- Born: 27 July 1946 Leipzig, Soviet occupation zone in Germany
- Died: 28 December 2019 (aged 73) Potsdam, Germany
- Occupations: Pianist, keyboardist

= Milan Šamko =

German pianist (1946–2019)

Milan Šamko (27 July 1946 – 28 December 2019) was a German pianist and keyboardist. In the 1980s, he became a sought-after studio musician of the GDR.

== Biography ==
Šamko studied piano and composition at the Hochschule für Musik "Hanns Eisler" in Berlin. From the mid-1960s, jazz and blues became more and more a passion for him. He was primarily devoted to playing the music and listening to his favorite classics of Herbie Hancock, Miles Davis, or Keith Jarrett. Samko then advanced through his very own style of writing and improvising as a jazz musician.

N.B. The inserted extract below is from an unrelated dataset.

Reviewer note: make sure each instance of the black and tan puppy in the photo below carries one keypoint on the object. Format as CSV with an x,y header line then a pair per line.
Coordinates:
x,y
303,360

He has worked as a soloist on the Hammond organ as well as in the radio big band.

In addition to his appearances in bands, since GDR-times to this day, he has frequently accompanied the diseuse Sonja Kehler - both on stage and on record - for a CD with a new Else Lasker-Schüler setting.

Samko, who now lives near Potsdam and teaches piano lessons, has been part of the blues band Passover Blues since the mid-1990s. He also played in the Honky Tonk Duo, with whom he was also to be heard at the Umbria Jazz Festival and he performed with old friends like Wolfgang Zicke Schneider, Konrad Körner, Harro Hübner or Horst "Verti" Melzer.